The next morning, New York is stunned by the sight of thousands of young women streaming from the factories.
One newspaper calls it an army. Others call it a revolt. It's a revolt of girls, for some are only twelve years old, and the rest are barely out of their teens.
In the coming weeks, Clara is called a hero. She lights up chilly union halls with her fiery pep talks. Her singing lifts the spirits of the picketers. When a group of thugs approaches, she yells, "Stand fast, girls!"
And they do. All winter long, in the bitter cold, in their cheap, thin coats, tired and starving and scared, the girls walk alongside the men on the icy sidewalks of the picket line. They spill out of the union halls, blocking the roads, filling street corners and public squares.
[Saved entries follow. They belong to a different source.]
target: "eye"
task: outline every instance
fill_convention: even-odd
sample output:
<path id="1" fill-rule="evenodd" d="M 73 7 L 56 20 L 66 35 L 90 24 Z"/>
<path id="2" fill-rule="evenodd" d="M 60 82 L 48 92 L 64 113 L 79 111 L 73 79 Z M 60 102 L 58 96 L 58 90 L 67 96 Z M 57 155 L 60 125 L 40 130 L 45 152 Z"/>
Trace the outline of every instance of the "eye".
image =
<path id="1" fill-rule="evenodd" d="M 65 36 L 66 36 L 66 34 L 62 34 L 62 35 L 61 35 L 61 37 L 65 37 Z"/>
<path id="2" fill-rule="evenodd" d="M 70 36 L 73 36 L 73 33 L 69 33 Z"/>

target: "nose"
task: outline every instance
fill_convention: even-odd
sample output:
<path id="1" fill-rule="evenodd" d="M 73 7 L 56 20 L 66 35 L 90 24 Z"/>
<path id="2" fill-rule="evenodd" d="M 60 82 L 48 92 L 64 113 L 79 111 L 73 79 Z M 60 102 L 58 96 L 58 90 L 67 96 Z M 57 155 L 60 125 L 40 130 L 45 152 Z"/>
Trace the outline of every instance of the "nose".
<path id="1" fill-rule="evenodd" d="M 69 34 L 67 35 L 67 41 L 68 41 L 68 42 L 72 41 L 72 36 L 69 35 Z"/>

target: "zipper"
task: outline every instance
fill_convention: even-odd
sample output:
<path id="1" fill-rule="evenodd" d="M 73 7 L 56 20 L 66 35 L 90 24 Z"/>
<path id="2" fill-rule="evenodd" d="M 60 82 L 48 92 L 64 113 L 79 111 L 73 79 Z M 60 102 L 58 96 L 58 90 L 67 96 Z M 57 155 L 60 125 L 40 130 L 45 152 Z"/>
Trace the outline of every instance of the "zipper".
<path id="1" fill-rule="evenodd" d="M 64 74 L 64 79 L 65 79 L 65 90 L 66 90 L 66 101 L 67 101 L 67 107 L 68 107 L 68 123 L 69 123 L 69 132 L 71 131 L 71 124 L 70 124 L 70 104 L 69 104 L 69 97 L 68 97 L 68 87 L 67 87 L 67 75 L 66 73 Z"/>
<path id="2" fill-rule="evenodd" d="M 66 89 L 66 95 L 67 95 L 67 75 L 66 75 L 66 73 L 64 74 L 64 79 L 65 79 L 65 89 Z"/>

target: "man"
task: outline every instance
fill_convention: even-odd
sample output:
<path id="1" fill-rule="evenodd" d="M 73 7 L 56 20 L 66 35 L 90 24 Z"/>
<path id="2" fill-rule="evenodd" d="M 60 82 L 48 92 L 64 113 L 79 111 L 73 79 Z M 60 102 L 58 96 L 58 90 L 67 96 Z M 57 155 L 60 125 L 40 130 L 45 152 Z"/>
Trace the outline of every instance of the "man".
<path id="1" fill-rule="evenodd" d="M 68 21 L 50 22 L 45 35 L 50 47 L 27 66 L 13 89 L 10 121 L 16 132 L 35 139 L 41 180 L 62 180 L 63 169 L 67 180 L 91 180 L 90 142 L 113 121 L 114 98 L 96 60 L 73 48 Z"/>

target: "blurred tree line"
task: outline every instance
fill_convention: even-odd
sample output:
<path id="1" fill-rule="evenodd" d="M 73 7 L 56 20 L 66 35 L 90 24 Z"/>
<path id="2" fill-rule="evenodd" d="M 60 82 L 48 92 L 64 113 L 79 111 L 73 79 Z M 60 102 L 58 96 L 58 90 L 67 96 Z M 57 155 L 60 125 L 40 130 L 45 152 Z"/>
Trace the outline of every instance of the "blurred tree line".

Newspapers write stories about them.
College girls raise money for them.
Rich women--swathed in fur coats--picket with the factory girls.
By the time the strike is over, hundreds of bosses agree to let their staff form unions. They shorten the workweek and raise salaries.
The strike emboldens thousands of women to walk out of garment factories in Philadelphia and Chicago.
Between 1880 and 1920, two million Jews immigrated to America, fleeing persecution, pogroms (government-sanctioned attacks), and poverty in Ukraine, Poland, and other parts of Eastern Europe. Many of these immigrants found work in the booming garment industry. In 1909, the year of the genera strike, nearly four hundred factories employing forty thousand people made blouses for half the country. Of these workers, 80 percent were female. 70 percent were between sixteen and twenty-five years of age, and 65 percent were Russian/Eastern European Jewish (the remainder of workers were Italian and American).